Lieutenant-Colonel Edward William Charles Noel (14 April 1886 – 10 December 1974) was a British officer, diplomat and spy.
==Relatives==
The grandson of Charles Noel, 2nd Earl of Gainsborough his father was the Earl's second son Edward Noel, his mother, Ruth Lucas. He was the elder brother of Captain Noel an English mountaineer and filmmaker, best known for his film of the 1924 British Mount Everest expedition alongside George Mallory and Andrew Irvine. He was educated at The Oratory School, Birmingham and the Royal Military Academy, Woolwich.
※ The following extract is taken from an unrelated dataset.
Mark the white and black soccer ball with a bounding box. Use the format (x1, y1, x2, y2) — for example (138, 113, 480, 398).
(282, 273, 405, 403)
Commissioned initially in the Royal Garrison Artillery, he transferred to the Indian Army in 1908.

He cycled from England to India twice, in 1909 and 1910.

==Political career==
In 1915, he was appointed Vice-Consul to Ahwaz in Persia and Consul for Kerman and Persian Baluchistan in 1929. He aided Peter Polovtsov, a tsarist general to escape from Russia in 1918. Then, while carrying despatches for Dunsterforce, Noel was held hostage by the Jangalis in 1919. He became a Companion of the Order of the Indian Empire in the 1918 New Year Honours and was awarded the Distinguished Service Order in 1919. In the aftermath of the World War I, he supported a creation of an independent Kurdistan and made extensive excursions through the region and had established good relations with descendants of Bedir Khan Beg and Sheikh Ubeydullah.
==Honours==
He was awarded the Distinguished Service Order (D.S.O.) in 1919. He was Political Agent for Kurram Agency in FATA in 1924. He commissioned to build a rest house in the Chapri forest in Parachinar. He was Consul to Kerman and Persian Baluchistan in 1929. He was Deputy Commissioner of Dehra Ismail Khan in 1931. He was Director of Agriculture and Allied Departments, North-West Frontier Provinces in 1933. He gained the rank of Lieutenant-Colonel in the Indian Army.